Le rabbin Bérurheim a un râle effroyable, signe que ses végétations le turbulent. D’un coup de latte dans les tibias je tente de le rendre silencieux, mais on n’a jamais fait stopper une locomotive en shootant dans ses bielles. Le Gravos renchérit du tarin et de la gorge. C’est la violente débâcle de ses muqueuses.

Lui excepté, tout le monde est parfait à bord. Au premier rang, nos deux clients lisent des magazines américains. L’hôtesse vaque à ses aimables occupations et le reste des passagers somnole à l’unisson. Si l’on ne s’entendait pas voler, on entendrait voler une mouche.
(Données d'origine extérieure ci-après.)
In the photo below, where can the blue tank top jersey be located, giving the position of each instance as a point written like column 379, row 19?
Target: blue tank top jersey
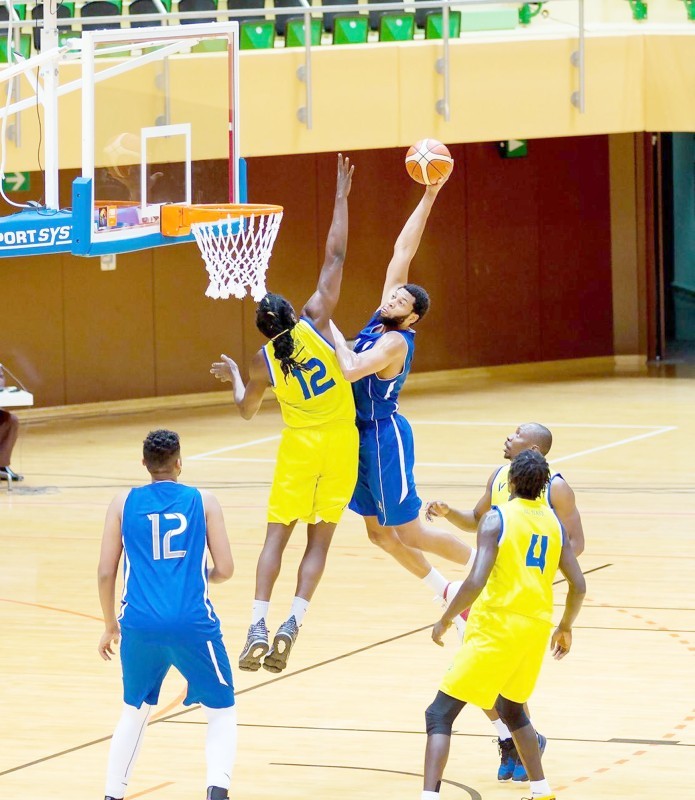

La voix du commandant de bord retentit brusquement dans l’amplificateur :

— Votre attention, s’il vous plaît, les passagers situés à gauche de l’appareil peuvent apercevoir la côte libanaise sans majoration de prix. Merci.

Les gauchers s’écrasent d’un commun accord le pif sur la vitre de leur hublot et regardent dans une brume bleutée une langue de terre brune et ocre, tout en bas.
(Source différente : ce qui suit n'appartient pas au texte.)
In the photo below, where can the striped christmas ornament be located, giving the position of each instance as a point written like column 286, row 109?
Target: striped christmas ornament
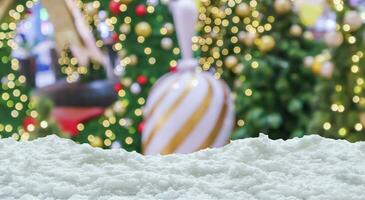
column 186, row 112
Satisfaits, ils reprennent des poses alanguies. Une douce torpeur règne dans l’avion. On se sent confortable. Je me tâte pour savoir si je vais fumer un Davidoff. Je décide qu’oui. C’est au moment (voluptueux) de l’allumer que l’événement se produit. L’hôtesse préposée à la classe touriste débouche dans la partie des premières après s’être quelque peu battue avec le rideau de séparation. Ce phénomène provient du fait qu’elle se déplace à reculons. Sur le coup, je crois qu’elle trimbale un petit chariot de cigarettes et je la regarde d’un œil d’autant plus évasif qu’elle est vachement locdue. Un vrai boudin capable de faire dégobiller un singe. Seulement où je réagis, mes gamins, c’est quand j’aperçois le canon d’un revolver braqué sur le plexus de la donzelle. Et, comme un malheur ne vient jamais seul, le pétard en question est pourvu d’un index sombre délicatement posé sur la détente. Il prolonge une main, laquelle termine un bras, qui est rattaché au tronc d’un grand type basané dont le regard flamboie.
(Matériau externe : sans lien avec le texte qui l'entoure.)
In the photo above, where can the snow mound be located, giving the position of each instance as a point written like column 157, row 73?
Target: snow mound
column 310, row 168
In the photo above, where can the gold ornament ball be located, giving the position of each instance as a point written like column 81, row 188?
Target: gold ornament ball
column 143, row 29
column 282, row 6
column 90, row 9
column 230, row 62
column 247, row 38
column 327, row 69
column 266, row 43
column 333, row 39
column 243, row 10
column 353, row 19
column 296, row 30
« Allons donc, me dis-je en aparté, cela existe donc, ces choses-là ! »

J’sais pas si vous êtes comme moi, et d’ailleurs je m’en fous prodigieusement, mais j’ai toujours tendance à considérer les faits divers comme des abstractions. L’homme est salingue à force d’égoïsme, avouez ! Un tremblement de terre, un naufrage, un déraillement, appartiennent pour moi au domaine de la fiction. On y croit sans y croire. Ça se situe dans une autre dimension : celle de votre absence. Car pour tout homme, l’univers se divise en deux parties extrêmement distinctes. Il y a le monde avec lui et le monde sans lui. Selon que vous soyez présent ou absent les choses « existent » ou font « semblant d’exister ».